The Transformer Block
class TransformerBlock(nn.Module):
def __init__(self, d_model: int, n_heads: int):
super().__init__()
self.ln1 = LayerNorm(d_model)
self.attn = MultiHeadAttention(d_model, n_heads)
self.ln2 = LayerNorm(d_model)
self.mlp = MLP(d_model)
def forward(self, x: t.Tensor) -> t.Tensor:
# Pre-norm architecture (GPT-2 style)
x = x + self.attn(self.ln1(x))
x = x + self.mlp(self.ln2(x))
return x
Note the residual connections: x = x + f(x). This is crucial for:
- Gradient flow during training
- Creating the "residual stream" for interpretability
The Full Model
class GPT2(nn.Module):
def __init__(
self,
vocab_size: int = 50257,
d_model: int = 768,
n_heads: int = 12,
n_layers: int = 12,
max_seq_len: int = 1024,
):
super().__init__()
self.token_embed = nn.Embedding(vocab_size, d_model)
self.pos_embed = nn.Embedding(max_seq_len, d_model)
self.blocks = nn.ModuleList([
TransformerBlock(d_model, n_heads)
for _ in range(n_layers)
])
self.ln_final = LayerNorm(d_model)
self.unembed = nn.Linear(d_model, vocab_size, bias=False)
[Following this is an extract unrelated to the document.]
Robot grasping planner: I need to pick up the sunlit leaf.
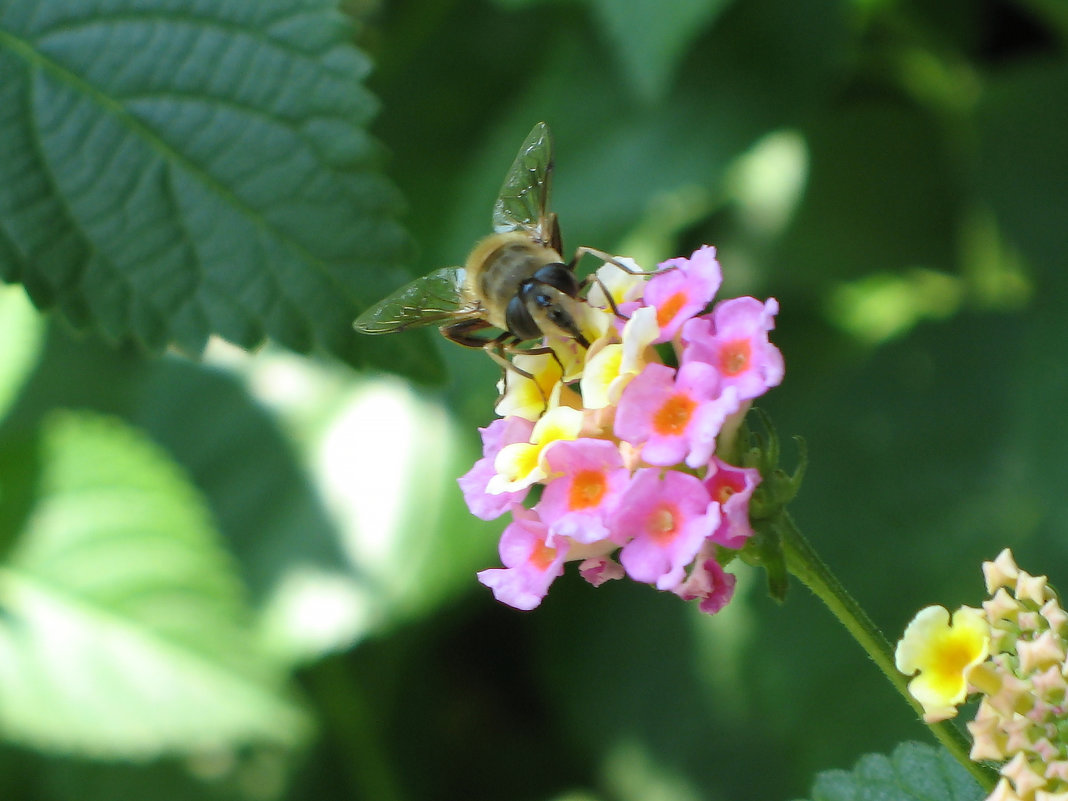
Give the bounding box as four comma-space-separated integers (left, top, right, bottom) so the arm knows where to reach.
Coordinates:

def forward(self, tokens: t.Tensor) -> t.Tensor:
batch, seq_len = tokens.shape
# Embeddings
x = self.token_embed(tokens)
x = x + self.pos_embed(t.arange(seq_len, device=tokens.device))
# Transformer blocks
for block in self.blocks:
x = block(x)
# Output
x = self.ln_final(x)
logits = self.unembed(x)
return logits
Loading Pretrained Weights
from transformers import GPT2LMHeadModel
def load_gpt2_weights(model: GPT2):
"""Load weights from HuggingFace GPT-2."""
hf_model = GPT2LMHeadModel.from_pretrained("gpt2")
hf_state = hf_model.state_dict()
# Map HuggingFace names to our names
# (This is tedious but necessary)
model.token_embed.weight.data = hf_state["transformer.wte.weight"]
model.pos_embed.weight.data = hf_state["transformer.wpe.weight"]
# ... etc for all layers
GPT-2 Configurations
| Model | d_model | n_heads | n_layers | Parameters |
|---|---|---|---|---|
| gpt2 (small) | 768 | 12 | 12 | 124M |
| gpt2-medium | 1024 | 16 | 24 | 355M |
| gpt2-large | 1280 | 20 | 36 | 774M |
| gpt2-xl | 1600 | 25 | 48 | 1.5B |
Generating Text
Autoregressive generation:
def generate(model, prompt_tokens, max_new_tokens=50, temperature=1.0):
tokens = prompt_tokens.clone()
for _ in range(max_new_tokens):
# Get logits for last position
logits = model(tokens)[:, -1, :] # (batch, vocab)
# Apply temperature
logits = logits / temperature
# Sample from distribution
probs = F.softmax(logits, dim=-1)
next_token = t.multinomial(probs, num_samples=1)
# Append and continue
tokens = t.cat([tokens, next_token], dim=1)
return tokens
Lower temperature → more deterministic Higher temperature → more random
Capstone Connection
The residual stream:
Information flows through the model via the residual stream:
x = embed(tokens) + pos_embed
for block in blocks:
x = x + attn(ln(x)) # Attention writes to stream
x = x + mlp(ln(x)) # MLP writes to stream
Every component READS from and WRITES to this stream. When analyzing sycophancy:
- What does each attention head write?
- Which MLP neurons activate for sycophantic vs honest responses?
- Where in the stream does "sycophancy" live?
🎓 Tyla's Exercise
Calculate the total parameter count for GPT-2 small. Break it down by component.
Why pre-norm (LayerNorm before attention/MLP) instead of post-norm (after)? What training benefits does this provide?
The residual stream has dimension d_model throughout. Why not increase it in deeper layers?
💻 Aaliyah's Exercise
Build and verify GPT-2:
def build_gpt2():
"""
1. Implement GPT2 class
2. Load pretrained weights from HuggingFace
3. Verify outputs match HuggingFace model
4. Generate text continuation for "The quick brown fox"
"""
pass
def compare_activations(our_model, hf_model, text):
"""
Run both models on the same input.
Compare intermediate activations (embeddings, attention patterns, etc.)
They should match within floating point precision.
"""
pass
📚 Maneesha's Reflection
GPT-2 was trained on ~40GB of web text. How might the training data influence what "sycophancy" means to the model?
The transformer architecture has remained largely unchanged since 2017. What does this stability tell us about the design?
If you were explaining the residual stream to someone who understands rivers but not neural networks, what metaphor would you use?